While I spent hours sequestered in my writing space not being productive, housework wouldn't get done either, and I'd depend on my family to take up the slack. That was fine- even expected- during recovery, but now I need to step up as a wife and mom and start cracking the whip- on myself. The husband may be the leader of the family, but the wife is the glue that holds the family together.
That's what this reboot is all about. It has nothing to do with the New Year! It's just a happy coincidence.
Many of you feel as I do- that you're on a runaway horse with no control over your life. How do we let ourselves get into that state? Not everyone has the recovery time like I was given to contemplate lifestyle changes- you have to do it as you hold onto that horse! But if you set your mind to the task, you can slow that horse down enough to retrain it.
You'd be amazed how much time you can find in between the cracks to do this!
I found my time by giving up binge-watching Netflix. I also uninstalled time-sucking games on my phone. As much as I love them, I know they're bad for me. This saved me hours per day and allowed me to open my schedule for other things I needed to get done or accomplish. Take a look at your schedule and see where your extra time is hiding!

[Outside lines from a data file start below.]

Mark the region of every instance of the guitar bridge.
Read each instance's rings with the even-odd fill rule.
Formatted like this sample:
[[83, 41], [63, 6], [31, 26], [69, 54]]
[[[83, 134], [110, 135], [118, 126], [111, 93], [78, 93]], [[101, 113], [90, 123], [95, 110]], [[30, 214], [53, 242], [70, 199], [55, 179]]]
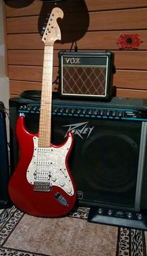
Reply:
[[34, 191], [36, 192], [49, 192], [51, 190], [49, 182], [34, 182]]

Oddly enough, cutting down my writing time has actually increased my writing productivity! I set deadlines for myself each day (including free time like Facebook and emails), setting a timer when I need to so I stay on track. I've done it a few times during recovery (mainly because I wasn't supposed to be at my desk for hours...oops), and it worked well. I'm going to be testing this timer method throughout the week and tweak it when needed.
Pray, schedule, read, learn, accomplish. That is my mantra for this upcoming year.
By the time I'm fully recovered, I won't be riding a runaway horse- at least for the most part- and God is going to help me enjoy the ride!